Every picture tells a story. Cultural treasure and iconic Aussie actor Hugo Weaving has his own style, which has been perfectly captured by artist Del Kathryn Barton in watercolour, gouache and acrylic on canvas to win the Art Gallery of NSW Archibald Prize 2013. 39 finalists (selected from a total of 860 entries) made up the final group considered and it was Del Kathryn Barton’s second Archibald win, the first being in 2008.
It’s a great portrait, the Archibald Prize being Australia’s favourite art award and certainly its most prestigious. Barton combines a myriad of techniques and style references to provide a ‘vibrant, figurative’ image of this popular local hero. Her image of Hugo Weaving continues the success that artists are having painting celebrities who are popular with the public. Barton has featured highly in the Archibald Prize since she first entered it and was also a finalist in 2007 and 2011. She is represented by the Karen Woodbury Gallery, Melbourne, Australia and Roslyn Oxley9 Gallery, Sydney, Australia.
Hugo Weaving has played the hero, the anti-hero, the reluctant hero and is an active animal rights ambassador. He’s also one of the busiest of all our actors, moving from film to television to theatre without seemingly any effort at all, despite them being very different mediums. He is the penultimate professional.
The artist when talking about her award winning work said she ‘hoped to portray a sincere, deep, generous and creative soul’. As we observe her work we would have to say she has succeeded, presenting Hugo so that he is instantly recognisable with his high forehead and trademark eyebrows surrounded by symbols that mark his journey in life.
While many of us will recognise Weaving from his early successes, especially in the 1984 television series Bodyline, younger generations will recognise Elrond, from Director Peter Jackson’s three film adaptation of The Lord of the Rings.
Weaving has garnered both international and local attention in his career, especially when he featured in the Adventures of Priscilla, Queen of the Desert with Guy Pearce and Terence Stamp playing the drag Queen Mitzi Del Bra.
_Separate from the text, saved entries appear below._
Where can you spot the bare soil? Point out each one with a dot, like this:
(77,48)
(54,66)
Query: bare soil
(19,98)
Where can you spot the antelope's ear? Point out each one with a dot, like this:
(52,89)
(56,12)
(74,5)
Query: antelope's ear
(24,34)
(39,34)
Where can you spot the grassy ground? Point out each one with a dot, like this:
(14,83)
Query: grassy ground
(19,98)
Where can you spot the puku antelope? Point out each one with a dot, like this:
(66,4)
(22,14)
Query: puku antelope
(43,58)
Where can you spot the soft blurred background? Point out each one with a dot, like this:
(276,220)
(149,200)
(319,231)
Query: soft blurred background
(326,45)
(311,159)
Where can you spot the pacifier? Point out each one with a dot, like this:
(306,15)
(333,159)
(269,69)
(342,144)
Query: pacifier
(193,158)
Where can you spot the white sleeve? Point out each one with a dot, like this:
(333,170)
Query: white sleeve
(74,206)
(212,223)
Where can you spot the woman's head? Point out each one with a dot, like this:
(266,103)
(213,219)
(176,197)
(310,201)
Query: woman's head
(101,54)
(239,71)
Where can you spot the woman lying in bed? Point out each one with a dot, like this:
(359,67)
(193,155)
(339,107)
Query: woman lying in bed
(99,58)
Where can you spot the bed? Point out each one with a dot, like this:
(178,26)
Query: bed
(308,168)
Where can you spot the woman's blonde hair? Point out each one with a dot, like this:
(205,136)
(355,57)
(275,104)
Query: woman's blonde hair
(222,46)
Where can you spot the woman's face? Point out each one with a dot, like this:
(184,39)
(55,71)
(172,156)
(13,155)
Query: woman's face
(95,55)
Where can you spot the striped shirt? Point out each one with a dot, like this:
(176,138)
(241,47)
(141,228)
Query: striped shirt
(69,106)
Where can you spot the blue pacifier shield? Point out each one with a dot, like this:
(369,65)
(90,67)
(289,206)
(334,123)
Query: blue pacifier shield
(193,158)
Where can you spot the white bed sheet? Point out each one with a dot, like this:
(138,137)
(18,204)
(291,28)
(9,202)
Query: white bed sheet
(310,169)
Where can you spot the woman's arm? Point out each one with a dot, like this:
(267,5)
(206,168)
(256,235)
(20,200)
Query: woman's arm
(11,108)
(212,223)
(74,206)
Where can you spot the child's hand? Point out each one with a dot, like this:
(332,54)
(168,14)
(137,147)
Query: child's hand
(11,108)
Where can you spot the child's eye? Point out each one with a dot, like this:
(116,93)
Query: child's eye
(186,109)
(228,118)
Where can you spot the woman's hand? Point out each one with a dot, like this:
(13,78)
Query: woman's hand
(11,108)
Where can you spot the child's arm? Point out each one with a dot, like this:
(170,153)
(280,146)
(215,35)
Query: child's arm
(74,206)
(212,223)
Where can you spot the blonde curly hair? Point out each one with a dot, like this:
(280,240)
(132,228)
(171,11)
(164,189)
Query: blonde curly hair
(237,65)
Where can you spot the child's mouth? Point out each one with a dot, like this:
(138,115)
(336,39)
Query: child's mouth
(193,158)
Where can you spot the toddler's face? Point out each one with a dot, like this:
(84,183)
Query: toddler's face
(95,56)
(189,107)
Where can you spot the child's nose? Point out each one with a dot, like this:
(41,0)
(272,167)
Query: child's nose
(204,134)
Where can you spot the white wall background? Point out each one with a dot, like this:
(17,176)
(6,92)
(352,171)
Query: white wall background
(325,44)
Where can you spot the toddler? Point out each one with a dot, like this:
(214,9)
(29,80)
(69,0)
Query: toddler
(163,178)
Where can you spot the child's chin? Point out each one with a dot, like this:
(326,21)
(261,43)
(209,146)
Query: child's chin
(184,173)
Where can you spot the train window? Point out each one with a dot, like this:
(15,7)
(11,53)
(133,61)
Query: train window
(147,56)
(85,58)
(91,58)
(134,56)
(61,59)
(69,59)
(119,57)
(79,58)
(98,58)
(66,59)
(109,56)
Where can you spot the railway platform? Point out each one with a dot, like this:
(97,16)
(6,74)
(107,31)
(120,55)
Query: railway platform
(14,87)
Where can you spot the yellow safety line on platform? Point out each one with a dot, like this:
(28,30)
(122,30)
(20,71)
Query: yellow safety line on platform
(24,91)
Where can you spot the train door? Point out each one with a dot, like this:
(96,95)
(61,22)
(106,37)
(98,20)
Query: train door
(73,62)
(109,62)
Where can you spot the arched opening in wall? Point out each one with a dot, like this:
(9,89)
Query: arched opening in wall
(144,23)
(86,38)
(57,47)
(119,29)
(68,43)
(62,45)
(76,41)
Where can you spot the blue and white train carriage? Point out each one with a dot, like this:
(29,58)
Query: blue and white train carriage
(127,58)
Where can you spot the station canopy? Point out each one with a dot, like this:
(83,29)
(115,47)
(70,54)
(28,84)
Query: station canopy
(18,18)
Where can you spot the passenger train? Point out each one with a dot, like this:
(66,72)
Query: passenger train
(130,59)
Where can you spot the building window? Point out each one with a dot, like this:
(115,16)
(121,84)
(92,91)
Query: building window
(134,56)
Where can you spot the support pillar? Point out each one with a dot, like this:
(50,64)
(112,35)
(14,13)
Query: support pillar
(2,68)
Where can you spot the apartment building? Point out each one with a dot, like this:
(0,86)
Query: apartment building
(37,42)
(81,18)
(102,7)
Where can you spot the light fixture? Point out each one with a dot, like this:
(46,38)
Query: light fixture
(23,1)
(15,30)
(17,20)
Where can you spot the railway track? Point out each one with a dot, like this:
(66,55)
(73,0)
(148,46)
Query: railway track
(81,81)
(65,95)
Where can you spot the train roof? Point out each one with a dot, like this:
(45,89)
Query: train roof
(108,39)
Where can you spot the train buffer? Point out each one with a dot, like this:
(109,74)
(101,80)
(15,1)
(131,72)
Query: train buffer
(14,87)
The Archibald, Wynne and Sulman Prizes is an annual exhibition eagerly anticipated by artists and audiences alike. While the Archibald is about portraiture, the Wynne Prize is awarded to the best landscape painting of Australian scenery, or figure sculpture, while the Sulman Prize is given to the best subject painting, genre painting or mural project in oil, acrylic, watercolour or mixed media.
Would be great to see this image of Hugo Weaving end up in the National Portrait Gallery at Canberra.